Max paused, breathing heavily like he was trying to get his emotions in check. “I tried. I planned to use my own Link signal to contact the Chancellor until I found out that part of the security system here jams all wireless signals. I started looking for other ways to rig the system, but there’s a glitcher boy who’s always in the security hub. Any headway I’d make in my plans to get a message out, I’d forget the next day because of him. I started writing everything down.”

Max rubbed his throat and took a deep swallow. “But I was never a very good techer and Simin had insane redundancies for monitoring outgoing packet streams. I couldn’t find a way to get past them, especially while he was there and always watching.”

“What about the secret security project you were working on?” I asked, trying to reign in my anger and keep my voice as calm and reasonable as possible.

“There never was any project. I just made that up as an excuse for why I was busy all the time. I couldn’t handle being around you at first. I was still so angry.”

“And the kitchen fire,” I said, clenching my hands into fists. “That was you, wasn’t it? Not Saminsa.”

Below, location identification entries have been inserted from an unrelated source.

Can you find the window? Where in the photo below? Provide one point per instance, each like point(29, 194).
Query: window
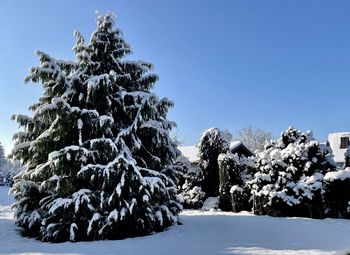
point(344, 142)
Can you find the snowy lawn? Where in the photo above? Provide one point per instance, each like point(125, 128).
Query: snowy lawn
point(201, 233)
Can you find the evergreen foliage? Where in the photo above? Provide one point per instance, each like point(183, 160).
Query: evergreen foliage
point(3, 160)
point(191, 193)
point(97, 148)
point(337, 194)
point(289, 178)
point(212, 143)
point(235, 172)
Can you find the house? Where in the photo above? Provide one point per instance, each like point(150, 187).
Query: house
point(192, 152)
point(339, 142)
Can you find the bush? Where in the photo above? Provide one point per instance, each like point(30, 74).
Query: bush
point(234, 172)
point(289, 177)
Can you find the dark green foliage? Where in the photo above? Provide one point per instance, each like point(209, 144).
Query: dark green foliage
point(211, 145)
point(97, 147)
point(235, 172)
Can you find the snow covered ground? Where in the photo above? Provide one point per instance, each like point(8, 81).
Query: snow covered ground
point(201, 233)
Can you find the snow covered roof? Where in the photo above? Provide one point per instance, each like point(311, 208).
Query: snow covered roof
point(190, 152)
point(334, 140)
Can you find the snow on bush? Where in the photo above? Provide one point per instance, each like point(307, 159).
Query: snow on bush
point(235, 172)
point(97, 147)
point(212, 143)
point(289, 177)
point(337, 193)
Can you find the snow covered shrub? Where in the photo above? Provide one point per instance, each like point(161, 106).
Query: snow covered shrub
point(189, 184)
point(212, 143)
point(9, 171)
point(337, 193)
point(192, 195)
point(97, 146)
point(289, 178)
point(234, 172)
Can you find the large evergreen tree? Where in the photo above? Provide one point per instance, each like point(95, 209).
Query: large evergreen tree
point(97, 148)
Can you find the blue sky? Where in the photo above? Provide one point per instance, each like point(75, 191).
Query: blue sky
point(228, 64)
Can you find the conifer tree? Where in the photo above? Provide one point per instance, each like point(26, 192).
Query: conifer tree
point(212, 143)
point(3, 160)
point(234, 173)
point(97, 148)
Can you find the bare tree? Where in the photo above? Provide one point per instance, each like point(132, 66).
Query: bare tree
point(253, 137)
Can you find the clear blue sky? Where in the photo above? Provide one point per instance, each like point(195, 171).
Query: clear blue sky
point(228, 64)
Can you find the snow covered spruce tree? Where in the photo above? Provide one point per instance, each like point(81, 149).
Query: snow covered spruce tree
point(96, 147)
point(212, 143)
point(234, 173)
point(289, 178)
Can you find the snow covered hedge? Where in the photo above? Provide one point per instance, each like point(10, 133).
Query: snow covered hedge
point(234, 173)
point(337, 193)
point(97, 148)
point(289, 178)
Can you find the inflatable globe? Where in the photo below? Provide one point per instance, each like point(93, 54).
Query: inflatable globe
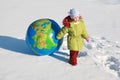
point(41, 36)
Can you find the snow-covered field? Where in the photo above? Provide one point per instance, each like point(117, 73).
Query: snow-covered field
point(99, 59)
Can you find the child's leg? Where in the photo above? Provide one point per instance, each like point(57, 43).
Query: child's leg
point(73, 57)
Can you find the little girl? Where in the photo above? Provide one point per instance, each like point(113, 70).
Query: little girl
point(74, 26)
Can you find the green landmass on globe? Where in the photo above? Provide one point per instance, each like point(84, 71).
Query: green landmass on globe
point(43, 33)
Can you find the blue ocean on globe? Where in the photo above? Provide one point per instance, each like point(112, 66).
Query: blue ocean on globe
point(41, 36)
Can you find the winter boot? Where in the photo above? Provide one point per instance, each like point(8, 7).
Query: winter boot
point(73, 57)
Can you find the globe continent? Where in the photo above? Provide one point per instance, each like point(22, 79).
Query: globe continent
point(41, 36)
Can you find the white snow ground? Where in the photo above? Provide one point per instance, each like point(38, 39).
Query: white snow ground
point(99, 59)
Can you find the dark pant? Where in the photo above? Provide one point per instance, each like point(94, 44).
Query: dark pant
point(73, 57)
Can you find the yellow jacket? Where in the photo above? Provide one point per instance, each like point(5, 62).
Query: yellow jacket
point(76, 33)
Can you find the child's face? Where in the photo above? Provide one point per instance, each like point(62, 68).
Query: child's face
point(75, 18)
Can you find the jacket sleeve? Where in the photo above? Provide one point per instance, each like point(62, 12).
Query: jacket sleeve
point(62, 32)
point(84, 32)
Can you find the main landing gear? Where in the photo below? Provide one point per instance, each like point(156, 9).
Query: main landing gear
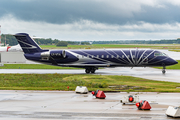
point(90, 70)
point(164, 70)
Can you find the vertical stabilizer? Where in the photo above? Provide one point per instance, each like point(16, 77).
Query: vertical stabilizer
point(27, 43)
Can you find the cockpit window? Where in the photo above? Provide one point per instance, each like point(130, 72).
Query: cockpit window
point(160, 54)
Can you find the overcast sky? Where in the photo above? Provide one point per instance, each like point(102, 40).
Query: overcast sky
point(92, 19)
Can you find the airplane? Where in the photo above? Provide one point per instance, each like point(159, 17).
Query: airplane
point(91, 60)
point(15, 48)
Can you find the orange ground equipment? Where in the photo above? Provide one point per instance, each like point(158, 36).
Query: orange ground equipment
point(99, 94)
point(143, 105)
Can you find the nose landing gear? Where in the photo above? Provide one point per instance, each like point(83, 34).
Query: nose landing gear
point(164, 70)
point(92, 70)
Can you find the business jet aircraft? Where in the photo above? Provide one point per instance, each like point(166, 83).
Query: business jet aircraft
point(91, 60)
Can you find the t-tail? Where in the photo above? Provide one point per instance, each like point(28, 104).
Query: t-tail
point(27, 43)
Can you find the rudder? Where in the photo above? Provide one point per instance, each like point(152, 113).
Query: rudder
point(27, 43)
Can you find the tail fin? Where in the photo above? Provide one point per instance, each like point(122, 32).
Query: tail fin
point(27, 43)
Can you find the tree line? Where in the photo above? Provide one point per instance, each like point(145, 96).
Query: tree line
point(11, 40)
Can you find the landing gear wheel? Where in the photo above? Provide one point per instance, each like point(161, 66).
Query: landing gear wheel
point(87, 71)
point(93, 70)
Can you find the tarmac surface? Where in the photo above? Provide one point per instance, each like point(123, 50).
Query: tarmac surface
point(52, 105)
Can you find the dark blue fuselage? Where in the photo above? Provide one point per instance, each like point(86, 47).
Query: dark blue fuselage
point(103, 58)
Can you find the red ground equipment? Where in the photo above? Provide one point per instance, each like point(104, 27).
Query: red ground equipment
point(143, 105)
point(131, 99)
point(99, 94)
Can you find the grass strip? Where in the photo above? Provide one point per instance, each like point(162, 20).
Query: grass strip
point(33, 66)
point(93, 82)
point(173, 67)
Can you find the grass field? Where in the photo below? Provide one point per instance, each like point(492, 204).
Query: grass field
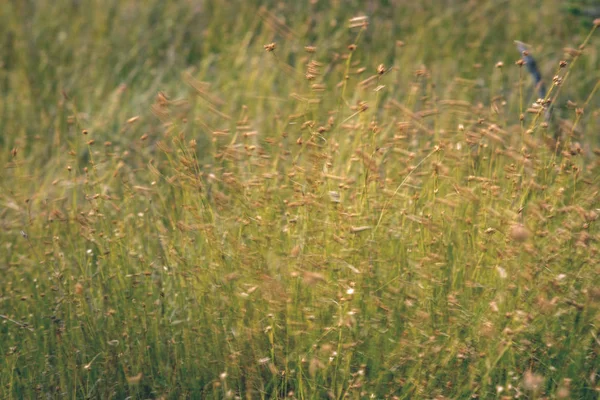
point(298, 200)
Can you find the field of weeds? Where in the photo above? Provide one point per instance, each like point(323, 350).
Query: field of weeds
point(299, 200)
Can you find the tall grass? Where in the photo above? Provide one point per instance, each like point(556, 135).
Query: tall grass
point(297, 200)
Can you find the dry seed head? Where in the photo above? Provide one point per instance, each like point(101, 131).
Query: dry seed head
point(519, 233)
point(78, 288)
point(532, 381)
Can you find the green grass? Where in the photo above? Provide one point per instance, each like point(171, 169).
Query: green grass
point(188, 215)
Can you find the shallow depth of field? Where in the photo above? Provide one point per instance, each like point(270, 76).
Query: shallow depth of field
point(299, 200)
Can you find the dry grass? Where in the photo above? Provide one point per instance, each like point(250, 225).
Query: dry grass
point(297, 201)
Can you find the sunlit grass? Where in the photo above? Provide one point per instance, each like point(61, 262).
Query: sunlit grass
point(301, 201)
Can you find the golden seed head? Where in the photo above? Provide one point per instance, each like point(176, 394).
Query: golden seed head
point(519, 233)
point(78, 288)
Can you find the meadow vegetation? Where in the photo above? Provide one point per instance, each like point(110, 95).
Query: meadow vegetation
point(298, 200)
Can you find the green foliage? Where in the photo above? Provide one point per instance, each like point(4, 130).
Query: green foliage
point(303, 199)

He nodded. “A diversion. I tried to get a message out while everyone was distracted. But Simin had the system locked down while we were at lunch. He trusted me enough by that point to share the security codes, but like most things he told me, I forgot them before I had a chance to write them down. Then I learned that you were able to Link yourself at night when you sleep. I knew it had to mean they’d opened up a wireless channel just for your Link frequency. I came up with the idea of piggybacking off your signal. There was a transmitter hidden in the necklace I gave you that copied the frequency.”

A rush of hatred choked me in spite of my determination to stay calm. He’d used me. Used my weaknesses and my trust. And then let it all fall on Saminsa. I ripped the necklace off and flung it to the floor.

“And then you dared to pretend to be him. All this time. You let me kiss you. That date—” I shuddered even thinking about it and rubbed my lips harshly, as if I could scrub away all traces of him. I felt like mud had been wiped over every inch of my skin he’d touched. I squeezed my eyes closed. To think that I’d mourned him when I thought he’d died. Everyone else could see what I’d let myself be blind to—there had never been any redeeming qualities in the monster in front of me.

“But I couldn’t bring myself to send the message, Zoe. I took the data from the necklace and was about to send the Chancellor a message. But then I couldn’t. I couldn’t do it, don’t you get it? I still love you.” He leaned toward me. I held up a hand, wrapping my power around him like a straight jacket to keep him away from me.

“Why did you blame it on Saminsa then?”